Thursday, June 11, 2020

Review Insurgency and Counter-Insurgency In Iraq

Hashim, Ahmed, Insurgency and Counter-Insurgency In Iraq, Ithaca: Cornell University Press, 2006

Insurgency and Counter-Insurgency In Iraq might be the best introduction to the subject. Ahmed Hashim worked in Iraq two times in 2003-04 and 2005 advising the U.S. military. He also did extensive research with dozens of quotes by Iraqis on the resistance to the U.S. occupation. While he covered the goals, organization, tactics and U.S. response to the insurgency, he might have done his best work on what caused it focusing upon Sunni grievances.

Hashim wrote that Sunnis joined the insurgency for many reasons from nationalism to honor to revenge to pride to religion, but to him the loss of identity was the most important. When the British created Iraq in the wake of World War I they gave power to the Sunni community even though it was a minority. For the following decades Sunnis came to believe that their interests were the interests of Iraq. The 2003 invasion destroyed that system and threatened their world view as well. They lost their status, their privilege, and believed that the Americans, the Shiites and Kurds were marginalizing them. Decades of Baathist propaganda and the rise of Salafism in the 1990s also made many Sunnis look down on Shiites and when they took over the state in 2005 it increased the identity crisis. Despite all that not all Sunnis immediately opposed the U.S. occupation. The majority took a wait and see approach. Hashim believed that the Coalition Provisional Authority could have co-opted the community, but instead not only ignored it, but instituted policies such as disbanding the military that made Sunnis feel like victims. The author makes a convincing case that this list of grievances that started right after the overthrow of Saddam are the main factors and those can still be found at work to the present day.

There’s also a section on how U.S. strategy failed, which is still relevant today because the Iraqi security forces are largely doing the same thing today. The Americans did things like failing to rebuild Iraq and restore services. It never dealt with the militias which challenged the state’s authority. It struggled to create an effective police and army. It carried out mass arrests which enraged Sunnis and short term security sweeps which allowed the militants to leave when they started and return when they ended. Many of these are still apparent in Iraq. Baghdad had no policy for rebuilding war ravaged areas in 2017 and many of those places still have destroyed and damaged housing and poor services. There are still militias in the form of the Hashd al-Shaabi who have even more power today than when Hashim wrote his book, and the army and police still face institutional problems. Finally the authorities still rely upon large security operations which only secure an area as long as forces are there and then the insurgents return afterward.

Where the book goes off track a bit is a chapter on identity politics in post-03 Iraq. It goes into the split between Sunnis and Shiites, whether the Kurds wanted to be independent from Iraq or no, etc.
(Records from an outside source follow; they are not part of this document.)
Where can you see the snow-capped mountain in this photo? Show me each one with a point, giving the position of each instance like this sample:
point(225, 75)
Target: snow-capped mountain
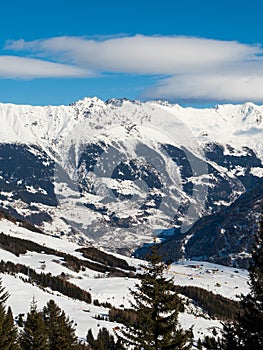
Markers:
point(114, 173)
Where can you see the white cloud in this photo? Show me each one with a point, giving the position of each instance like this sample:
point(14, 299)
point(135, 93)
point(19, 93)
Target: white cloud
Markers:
point(187, 67)
point(29, 68)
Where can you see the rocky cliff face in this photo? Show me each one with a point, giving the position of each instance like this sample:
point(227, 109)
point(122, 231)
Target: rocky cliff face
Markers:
point(117, 173)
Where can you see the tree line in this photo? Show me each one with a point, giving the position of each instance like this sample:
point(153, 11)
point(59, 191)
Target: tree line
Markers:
point(153, 324)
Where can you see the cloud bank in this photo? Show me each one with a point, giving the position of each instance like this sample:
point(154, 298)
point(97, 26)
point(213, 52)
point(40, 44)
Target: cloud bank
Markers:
point(186, 68)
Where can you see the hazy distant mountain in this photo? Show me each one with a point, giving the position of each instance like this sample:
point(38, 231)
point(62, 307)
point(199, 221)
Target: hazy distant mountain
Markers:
point(114, 172)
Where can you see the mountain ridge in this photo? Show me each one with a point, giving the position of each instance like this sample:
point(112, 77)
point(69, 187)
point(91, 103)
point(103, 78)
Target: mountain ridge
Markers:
point(114, 172)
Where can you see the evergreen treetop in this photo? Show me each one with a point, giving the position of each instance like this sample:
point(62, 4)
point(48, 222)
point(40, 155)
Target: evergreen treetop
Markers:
point(157, 306)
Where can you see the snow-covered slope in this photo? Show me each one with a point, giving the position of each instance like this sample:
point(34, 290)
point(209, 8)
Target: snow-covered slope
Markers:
point(113, 172)
point(221, 280)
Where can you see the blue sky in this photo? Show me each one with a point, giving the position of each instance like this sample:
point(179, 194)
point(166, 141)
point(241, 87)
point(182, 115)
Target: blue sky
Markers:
point(194, 52)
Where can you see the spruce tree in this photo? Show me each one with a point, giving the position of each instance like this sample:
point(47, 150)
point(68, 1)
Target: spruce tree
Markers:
point(157, 307)
point(8, 331)
point(61, 333)
point(246, 333)
point(34, 335)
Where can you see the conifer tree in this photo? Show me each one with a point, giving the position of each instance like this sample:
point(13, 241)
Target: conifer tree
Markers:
point(34, 335)
point(157, 307)
point(104, 341)
point(246, 333)
point(61, 333)
point(8, 331)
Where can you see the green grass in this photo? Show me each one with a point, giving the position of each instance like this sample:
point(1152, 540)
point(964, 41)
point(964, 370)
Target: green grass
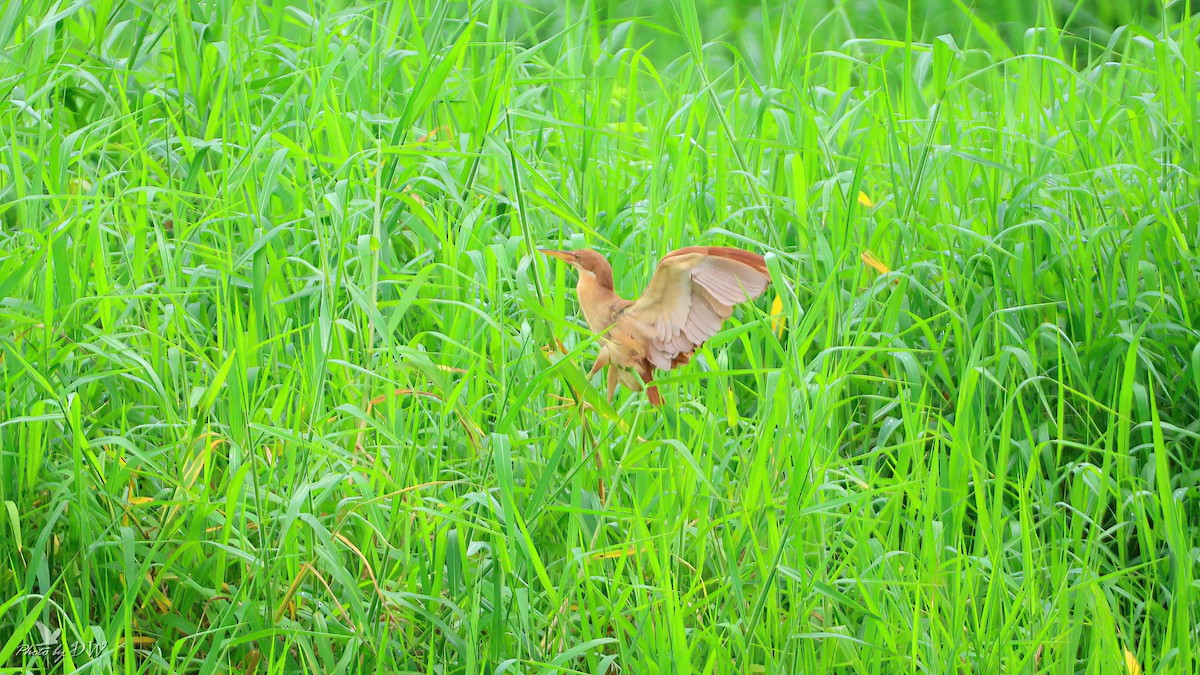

Reading the book today that’s really unnecessary to explain the insurgency, especially because he didn’t relate much of it to that topic. However, since the book was written in 2005 when many had little in depth knowledge of Iraq it was probably considered necessary.

If you want to get a good understanding of the origins of the Iraqi insurgency and why it still continues to this day there might not be a better source than Insurgency and Counter-Insurgency In Iraq. The insights into Sunni grievances is the highlight and the endless quotes by Iraqis support Hashim’s main points. The fact that it was written in 2005 and still stands up to today shows how spot on the author’s research and arguments were.